In order to promote growth of local manufacturers and a sustainable economy, the Nigerian Textile Manufacturers Association (NTMA) has urged the Nigerian Government to review some of its incentives to foreign investors.
Hamma Kwajaffa, the Director-General of NTMA said that some of the incentives set to attract Foreign Direct Investments (FDIs) to the country were detrimental and posed a threat to the survival of many local textile manufacturers.
According to Kwajaffa, “we decry the proposal that operators, who invest a minimum of $10 million in local Cotton, and Textile Garment Industry and employ 500 direct Nigerian staff, can import fabrics worth 50 percent of their operation levy free for a period of five years”.

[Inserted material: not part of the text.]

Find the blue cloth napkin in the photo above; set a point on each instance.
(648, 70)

He said “we textile manufacturers in the country have set a target to boost our production and also a 100 percent off-take of locally produced raw cotton. What happens to our own cotton produce? Will the farmers wait for you for these five years? With the proposed policy, that means you are discouraging cotton production and invariably the value addition to the textile industry”.
Kwajaffa said “after all, there are investors in the country with more than one billion dollars investment such as Sunflag Ltd., UNTL Ltd., which have above that in the textile industry. The investors that are being encouraged to come in with finished fabrics would kill local manufacturers and hinder our quest to attain global competitiveness.
He added that “if new investors are allowed to import fabrics duty free and VAT free, it will infringe on the planned 1.7 billion metres of finished fabric sector target programme for the textile industry”.
The Director General also revealed that fabric importation by would-be investors would also collapse cotton farming, hence all diversification in the sector would be impossible.
Kwajaffa urged the government to pursue its drive for foreign investment in a way that would not hinder local investors’ competitiveness, employment, wealth creation and industrial growth.